The government has announced new funding of £10bn for its Help to Buy Equity Loan scheme.

It is investing the money ‘due to the popularity of the scheme across the country’ and estimated the funding could help around 135,000 more people to buy homes by 2021.

More than 130,000 completions have already taken place under the Equity Loan scheme, which helps people buy a new build home with only a 5% deposit.

How does it work?

The government provides an equity loan of up to 20% of the property’s value, which is repaid when the home is sold, or after 25 years, whichever comes first. No interest or repayments are due during the first five years of the loan.

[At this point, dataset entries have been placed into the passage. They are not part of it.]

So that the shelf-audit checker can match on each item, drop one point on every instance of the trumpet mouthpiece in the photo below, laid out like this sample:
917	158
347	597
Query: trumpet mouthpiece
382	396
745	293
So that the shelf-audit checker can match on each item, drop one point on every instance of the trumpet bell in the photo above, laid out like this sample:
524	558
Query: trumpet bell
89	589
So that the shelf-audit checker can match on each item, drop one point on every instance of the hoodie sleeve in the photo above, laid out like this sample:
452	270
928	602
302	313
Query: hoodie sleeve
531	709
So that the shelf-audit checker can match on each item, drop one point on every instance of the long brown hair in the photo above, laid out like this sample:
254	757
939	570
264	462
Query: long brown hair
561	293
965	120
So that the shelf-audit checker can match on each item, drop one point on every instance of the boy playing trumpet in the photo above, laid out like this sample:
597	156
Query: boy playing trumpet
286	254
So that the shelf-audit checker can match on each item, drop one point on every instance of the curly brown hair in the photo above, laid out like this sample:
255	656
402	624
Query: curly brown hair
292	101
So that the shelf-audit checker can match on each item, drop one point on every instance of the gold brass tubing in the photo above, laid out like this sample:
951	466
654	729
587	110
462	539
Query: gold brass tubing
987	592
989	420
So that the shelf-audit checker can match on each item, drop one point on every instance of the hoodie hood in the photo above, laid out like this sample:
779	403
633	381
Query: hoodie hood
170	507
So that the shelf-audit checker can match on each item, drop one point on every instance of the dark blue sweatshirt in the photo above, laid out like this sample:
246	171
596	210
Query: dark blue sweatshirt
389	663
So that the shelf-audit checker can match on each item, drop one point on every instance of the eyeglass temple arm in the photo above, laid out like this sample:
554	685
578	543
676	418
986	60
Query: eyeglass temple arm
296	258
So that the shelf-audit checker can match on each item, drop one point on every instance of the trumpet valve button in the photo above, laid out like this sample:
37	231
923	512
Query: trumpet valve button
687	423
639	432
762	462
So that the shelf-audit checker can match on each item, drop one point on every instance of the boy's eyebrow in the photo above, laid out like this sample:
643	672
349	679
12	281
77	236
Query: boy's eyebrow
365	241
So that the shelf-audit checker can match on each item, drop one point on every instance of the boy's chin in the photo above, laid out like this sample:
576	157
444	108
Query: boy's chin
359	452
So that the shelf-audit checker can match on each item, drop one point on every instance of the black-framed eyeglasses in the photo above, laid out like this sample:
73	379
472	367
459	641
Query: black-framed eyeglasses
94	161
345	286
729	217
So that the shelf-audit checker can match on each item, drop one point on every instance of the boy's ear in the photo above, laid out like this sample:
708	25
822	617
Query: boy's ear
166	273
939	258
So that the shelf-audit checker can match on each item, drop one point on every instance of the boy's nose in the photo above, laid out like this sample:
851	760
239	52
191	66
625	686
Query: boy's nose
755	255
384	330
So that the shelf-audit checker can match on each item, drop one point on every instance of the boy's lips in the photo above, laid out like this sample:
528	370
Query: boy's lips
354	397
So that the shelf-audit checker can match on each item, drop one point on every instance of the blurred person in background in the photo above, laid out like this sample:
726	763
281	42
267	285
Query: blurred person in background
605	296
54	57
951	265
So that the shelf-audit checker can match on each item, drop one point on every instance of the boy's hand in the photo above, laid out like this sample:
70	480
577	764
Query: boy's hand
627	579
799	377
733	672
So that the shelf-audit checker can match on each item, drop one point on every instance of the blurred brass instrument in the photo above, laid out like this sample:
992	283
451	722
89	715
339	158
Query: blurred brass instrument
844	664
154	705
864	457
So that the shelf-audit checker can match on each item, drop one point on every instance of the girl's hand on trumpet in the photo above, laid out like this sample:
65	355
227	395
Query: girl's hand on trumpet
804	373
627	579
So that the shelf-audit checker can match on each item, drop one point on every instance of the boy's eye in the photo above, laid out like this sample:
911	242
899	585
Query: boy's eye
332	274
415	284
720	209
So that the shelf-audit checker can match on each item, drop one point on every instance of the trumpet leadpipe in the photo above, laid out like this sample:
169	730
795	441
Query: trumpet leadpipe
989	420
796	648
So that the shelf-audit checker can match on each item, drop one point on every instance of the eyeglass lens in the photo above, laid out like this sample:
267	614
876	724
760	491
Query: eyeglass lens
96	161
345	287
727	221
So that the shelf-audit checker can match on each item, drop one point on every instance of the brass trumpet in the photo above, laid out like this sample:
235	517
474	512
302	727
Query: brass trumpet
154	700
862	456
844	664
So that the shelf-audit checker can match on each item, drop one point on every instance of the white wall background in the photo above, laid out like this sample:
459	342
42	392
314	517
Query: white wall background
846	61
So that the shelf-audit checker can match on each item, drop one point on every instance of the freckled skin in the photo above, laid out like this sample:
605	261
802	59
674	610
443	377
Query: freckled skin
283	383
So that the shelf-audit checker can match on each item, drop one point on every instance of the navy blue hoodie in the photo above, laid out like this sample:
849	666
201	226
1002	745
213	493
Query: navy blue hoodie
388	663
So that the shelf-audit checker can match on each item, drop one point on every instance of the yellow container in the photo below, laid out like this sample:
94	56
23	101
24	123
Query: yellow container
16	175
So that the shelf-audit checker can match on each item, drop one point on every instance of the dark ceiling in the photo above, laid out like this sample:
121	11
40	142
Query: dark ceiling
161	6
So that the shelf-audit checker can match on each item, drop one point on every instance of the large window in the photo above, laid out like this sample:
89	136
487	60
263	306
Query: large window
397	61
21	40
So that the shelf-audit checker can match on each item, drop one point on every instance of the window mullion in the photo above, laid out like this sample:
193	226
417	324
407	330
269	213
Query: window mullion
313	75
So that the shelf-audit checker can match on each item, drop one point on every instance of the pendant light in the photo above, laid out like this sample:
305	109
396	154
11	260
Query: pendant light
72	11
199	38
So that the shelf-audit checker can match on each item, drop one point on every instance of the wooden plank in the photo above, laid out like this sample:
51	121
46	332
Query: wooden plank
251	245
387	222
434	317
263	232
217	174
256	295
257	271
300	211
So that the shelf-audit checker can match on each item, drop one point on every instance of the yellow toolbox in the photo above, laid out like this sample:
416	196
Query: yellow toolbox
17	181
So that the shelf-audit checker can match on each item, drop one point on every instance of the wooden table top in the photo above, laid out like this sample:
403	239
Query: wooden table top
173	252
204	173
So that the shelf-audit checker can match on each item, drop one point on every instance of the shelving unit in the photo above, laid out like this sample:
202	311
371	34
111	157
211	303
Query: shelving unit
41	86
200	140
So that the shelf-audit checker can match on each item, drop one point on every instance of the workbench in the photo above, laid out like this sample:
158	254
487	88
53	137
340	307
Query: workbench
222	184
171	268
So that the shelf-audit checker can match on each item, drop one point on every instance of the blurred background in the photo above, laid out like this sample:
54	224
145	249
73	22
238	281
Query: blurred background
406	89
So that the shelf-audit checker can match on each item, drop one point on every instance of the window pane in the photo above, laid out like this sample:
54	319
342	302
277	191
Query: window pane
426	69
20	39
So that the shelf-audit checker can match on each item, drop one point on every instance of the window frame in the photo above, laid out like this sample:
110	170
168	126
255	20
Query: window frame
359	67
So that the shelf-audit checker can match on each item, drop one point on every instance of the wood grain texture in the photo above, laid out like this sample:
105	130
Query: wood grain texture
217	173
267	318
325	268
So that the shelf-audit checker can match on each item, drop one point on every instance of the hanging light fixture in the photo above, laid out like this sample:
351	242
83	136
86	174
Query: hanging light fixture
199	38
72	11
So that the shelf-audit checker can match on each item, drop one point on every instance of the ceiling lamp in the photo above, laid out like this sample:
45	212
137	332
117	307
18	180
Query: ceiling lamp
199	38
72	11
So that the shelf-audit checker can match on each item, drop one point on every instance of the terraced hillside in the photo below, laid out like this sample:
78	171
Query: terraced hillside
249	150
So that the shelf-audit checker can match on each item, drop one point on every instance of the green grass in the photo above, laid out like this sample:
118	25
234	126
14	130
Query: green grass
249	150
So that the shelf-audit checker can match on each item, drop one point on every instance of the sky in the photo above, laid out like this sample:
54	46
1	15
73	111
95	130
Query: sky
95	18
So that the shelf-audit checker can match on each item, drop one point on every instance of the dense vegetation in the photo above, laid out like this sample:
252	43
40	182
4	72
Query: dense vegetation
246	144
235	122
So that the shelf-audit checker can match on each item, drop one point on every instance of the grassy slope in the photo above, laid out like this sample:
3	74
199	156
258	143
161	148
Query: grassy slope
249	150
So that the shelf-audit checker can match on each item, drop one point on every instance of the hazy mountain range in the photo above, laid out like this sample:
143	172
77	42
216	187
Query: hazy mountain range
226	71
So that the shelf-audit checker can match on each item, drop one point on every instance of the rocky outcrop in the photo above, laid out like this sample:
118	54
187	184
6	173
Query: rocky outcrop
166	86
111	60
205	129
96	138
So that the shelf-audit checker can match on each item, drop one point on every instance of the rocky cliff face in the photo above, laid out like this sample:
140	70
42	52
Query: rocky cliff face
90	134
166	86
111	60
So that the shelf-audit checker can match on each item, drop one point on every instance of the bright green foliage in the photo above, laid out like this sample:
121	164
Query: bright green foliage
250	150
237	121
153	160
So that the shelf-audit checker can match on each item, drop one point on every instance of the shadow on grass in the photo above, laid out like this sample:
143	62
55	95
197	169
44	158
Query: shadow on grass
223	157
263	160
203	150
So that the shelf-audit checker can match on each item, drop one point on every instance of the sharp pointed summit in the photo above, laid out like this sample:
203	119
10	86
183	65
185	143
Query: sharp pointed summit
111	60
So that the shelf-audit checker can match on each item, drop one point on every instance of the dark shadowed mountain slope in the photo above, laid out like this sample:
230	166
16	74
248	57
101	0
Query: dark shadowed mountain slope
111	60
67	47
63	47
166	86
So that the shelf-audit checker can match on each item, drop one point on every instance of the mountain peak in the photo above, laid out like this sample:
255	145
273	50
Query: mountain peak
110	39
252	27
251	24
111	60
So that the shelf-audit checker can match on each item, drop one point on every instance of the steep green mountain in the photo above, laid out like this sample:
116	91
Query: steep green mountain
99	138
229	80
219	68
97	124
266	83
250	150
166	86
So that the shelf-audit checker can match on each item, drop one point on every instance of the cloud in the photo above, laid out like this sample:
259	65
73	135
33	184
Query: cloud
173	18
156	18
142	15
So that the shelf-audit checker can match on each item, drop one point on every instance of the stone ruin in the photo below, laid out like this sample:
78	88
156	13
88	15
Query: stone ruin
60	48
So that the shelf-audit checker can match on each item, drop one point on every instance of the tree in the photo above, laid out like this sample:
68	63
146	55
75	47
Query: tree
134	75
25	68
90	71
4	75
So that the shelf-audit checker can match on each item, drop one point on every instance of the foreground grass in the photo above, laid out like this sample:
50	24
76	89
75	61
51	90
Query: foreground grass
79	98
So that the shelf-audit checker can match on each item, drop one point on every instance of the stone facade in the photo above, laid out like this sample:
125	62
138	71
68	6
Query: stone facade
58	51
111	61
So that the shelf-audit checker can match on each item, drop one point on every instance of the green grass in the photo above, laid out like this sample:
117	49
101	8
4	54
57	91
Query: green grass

The property must be a new build home, up to the value of £600,000.

The homebuyer also contributes 5% of the property’s value, meaning they can effectively get a more competitive mortgage normally reserved for buyers with 25% upfront.

They are still subject to the normal affordability assessments undertaken by mortgage lenders, so they need to prove they can afford the monthly repayments.

More supply needed

But many have argued that the extra funding is propping up prices without tackling the biggest housing issue – the chronic lack of supply.

Sam Bowman, executive director of the Adam Smith Institute, criticised the move. He said: “Reviving Help to Buy is like throwing petrol onto a bonfire. The property market is totally dysfunctional because supply is so tightly constrained by planning rules, and adding more demand without improving the supply of houses is just going to raise house prices and make homes more unaffordable for people who don’t qualify for the Help to Buy subsidy. 

“To improve the housing market you need to change the rules of the game, so that damaged parts of the green belt can be built on, so we can have more dense and efficient development of existing urban areas,  and so that locals benefit from new developments near them. Reviving Help to Buy is an astonishingly ill-judged move that may prove economically and politically disastrous for the government.”